SEC’s Misclassification of Crypto Assets Sparks Concerns and Reveals Knowledge Gaps

The SEC’s lawsuit against Coinbase, which accused the platform of violating securities laws, included a list of 12 additional crypto tokens that the agency considers securities.

This legal action against Coinbase, announced shortly after similar charges were brought against Binance, primarily focuses on allegations that Coinbase facilitated the trading of unregistered securities and operated unregistered brokerage services. Notably, Coinbase had not removed any of the aforementioned assets from its platform at the time of publication.

In the SEC’s lawsuit against Binance, the agency identified ten tokens, apart from Binance’s native BNB and BUSD tokens, as securities.
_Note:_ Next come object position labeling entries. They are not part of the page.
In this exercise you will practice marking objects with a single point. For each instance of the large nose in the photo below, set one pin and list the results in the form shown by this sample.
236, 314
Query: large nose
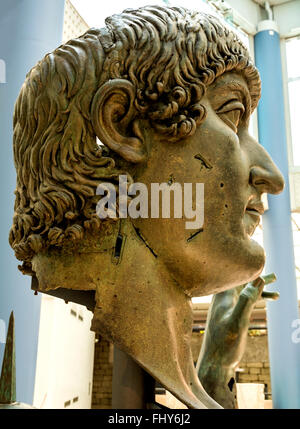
264, 174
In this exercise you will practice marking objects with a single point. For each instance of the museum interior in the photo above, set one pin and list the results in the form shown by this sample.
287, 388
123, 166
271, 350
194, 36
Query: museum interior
60, 363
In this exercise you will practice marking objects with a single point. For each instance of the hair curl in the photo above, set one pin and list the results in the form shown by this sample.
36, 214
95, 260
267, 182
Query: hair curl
57, 159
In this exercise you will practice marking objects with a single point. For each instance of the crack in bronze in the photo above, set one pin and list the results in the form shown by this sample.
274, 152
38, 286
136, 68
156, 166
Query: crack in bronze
194, 235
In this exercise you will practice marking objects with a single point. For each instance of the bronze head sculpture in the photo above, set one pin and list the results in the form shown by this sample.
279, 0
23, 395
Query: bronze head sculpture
169, 93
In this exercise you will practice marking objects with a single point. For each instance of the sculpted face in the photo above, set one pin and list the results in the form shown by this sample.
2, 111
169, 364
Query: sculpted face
236, 171
169, 93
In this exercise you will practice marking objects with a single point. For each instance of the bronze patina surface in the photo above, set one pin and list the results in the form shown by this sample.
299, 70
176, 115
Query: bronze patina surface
169, 93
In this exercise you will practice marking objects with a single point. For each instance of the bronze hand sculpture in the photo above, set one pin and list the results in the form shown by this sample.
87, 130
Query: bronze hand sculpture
169, 93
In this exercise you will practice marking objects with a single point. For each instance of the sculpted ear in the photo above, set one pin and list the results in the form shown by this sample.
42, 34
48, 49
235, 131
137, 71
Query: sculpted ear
113, 119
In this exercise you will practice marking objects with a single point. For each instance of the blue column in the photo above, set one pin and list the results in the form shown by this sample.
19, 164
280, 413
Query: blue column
277, 228
28, 30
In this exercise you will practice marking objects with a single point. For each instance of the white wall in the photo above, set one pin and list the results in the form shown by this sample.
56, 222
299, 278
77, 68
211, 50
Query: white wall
65, 357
The tokens mentioned in the complaint are SOL, ADA, MATIC, FIL, ATOM, SAND, MANA, ALGO, AXS, and COTI.

A closer analysis reveals that the SEC’s understanding of crypto tokens is flawed. By designating crypto assets as securities, the SEC subjects them to the same regulatory framework as stocks and bonds, but the regulator’s reasoning remains unclear and, in some cases, inaccurate.

SEC's Misclassification of Crypto Assets

The recent lawsuit against Binance highlights significant inaccuracies underlying the SEC’s actions, indicating a general lack of understanding regarding the relationship between individual tokens and protocols.

One specific example involves the SEC’s assertion regarding the substantial contribution of the “New Tendermint” to the ATOM token, which many have contradicted.

Zaki Manian, who is the co-founder of Sommelier Finance, a protocol operating within the Cosmos ecosystem, provided clarification that the mere act of creating a website and making claims of contributing to Cosmos does not necessarily indicate genuine involvement or contribution.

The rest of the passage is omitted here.